La regla básica es sencilla: si al pasar la mano por la fregona esta deja una película visible de agua sobre el suelo, está demasiado empapada. La técnica correcta consiste en escurrir muy bien el utensilio hasta que apenas libere humedad, y pasar un paño seco a continuación si fuera necesario. En muchos casos, un simple barrido con mopa de microfibra es suficiente para el mantenimiento diario.

Usar productos de limpieza inadecuados

No todos los limpiadores multiusos son válidos para la madera. Los productos con alto contenido en amoníaco, vinagre concentrado o lejía pueden degradar el acabado superficial del parquet, volviéndolo opaco y frágil. Aunque el vinagre diluido se presenta a menudo como una solución casera y ecológica, su acidez puede atacar los barnices y aceites que protegen la madera.

Lo más recomendable es utilizar limpiadores específicos para suelos de madera, formulados para respetar tanto el material como el tipo de acabado —barnizado, aceitado o lacado— que tenga el suelo. Leer la etiqueta del producto y conocer el tipo de acabado propio del suelo es una inversión de tiempo mínima con un retorno enorme.

¿Acabado barnizado o aceitado? No da igual

Un error asociado al anterior es no distinguir entre los distintos tipos de acabado. Un suelo barnizado tiene una capa protectora superficial que actúa como escudo; uno aceitado, en cambio, absorbe el producto directamente en las fibras de la madera. Aplicar el cuidado de uno al otro puede resultar en manchas, zonas sin protección o una película pegajosa que acumula suciedad con rapidez.

Ignorar la suciedad abrasiva

La arena, el polvo grueso y la tierra que se arrastra desde el exterior actúan como papel de lija cuando se pisa sobre ellos. Con el tiempo, estos micropartículas raspan y matizan el acabado del suelo, dejándolo sin brillo y con arañazos superficiales difíciles de eliminar sin un lijado profesional.

La solución pasa por colocar felpudos tanto en el exterior como en el interior de las entradas, y por mantener una rutina de barrido o aspirado frecuente —especialmente en zonas de tránsito intenso— antes de que esa suciedad se compacte o se distribuya por el resto de la estancia.

Arrastrar muebles sin protección

Mover sillas, mesas o sofás sin proteger sus patas es otro de los errores que más marcas deja en el suelo de madera. Una sola vez puede ser suficiente para generar un arañazo profundo que resulte muy visible. Los fieltros adhesivos o las tapas de silicona para las patas de los muebles son una inversión mínima que evita daños costosos.

Del mismo modo, conviene revisar periódicamente estos protectores, ya que se desgastan o caen sin que nos demos cuenta, dejando el suelo expuesto.

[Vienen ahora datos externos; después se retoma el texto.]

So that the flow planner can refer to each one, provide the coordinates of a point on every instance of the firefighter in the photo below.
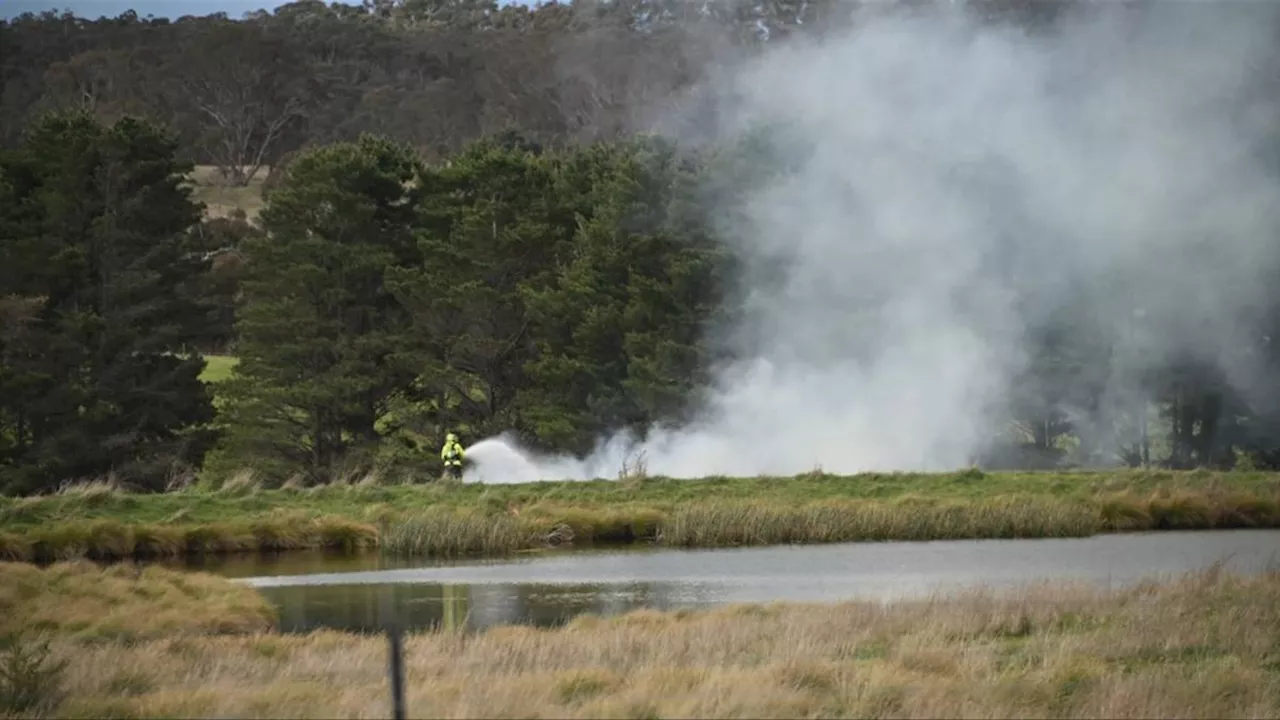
(452, 455)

Descuidar la ventilación y el control de la humedad ambiental

La madera vive y respira: se contrae con el frío seco y se dilata con el calor húmedo. Mantener una humedad ambiental estable —en torno al 45-65%— es fundamental para evitar que el suelo se deforme con los cambios estacionales. El uso de humidificadores en invierno o deshumidificadores en épocas muy húmedas puede marcar una diferencia significativa en la durabilidad del parquet.

Postergar el mantenimiento periódico

Finalmente, uno de los errores más comunes es simplemente no actuar a tiempo. Los suelos aceitados necesitan una reaplicación de aceite de forma periódica para mantener su protección. Los barnizados, por su parte, pueden requerir un lijado superficial y un nuevo acabado cuando el desgaste se hace visible. Esperar a que el deterioro sea evidente suele implicar intervenciones más costosas y agresivas.

Establecer un calendario de mantenimiento anual —o al menos revisar el estado del suelo con atención al cambio de estación— es una práctica que cualquier propietario debería incorporar a su rutina.

Cuidar un suelo de madera no requiere conocimientos técnicos complejos, pero sí cierta disciplina y el criterio suficiente para evitar los atajos que parecen cómodos y terminan siendo costosos. Con los productos adecuados, una rutina sensata y algo de atención preventiva, el parquet puede seguir siendo el elemento más bello de cualquier hogar durante décadas.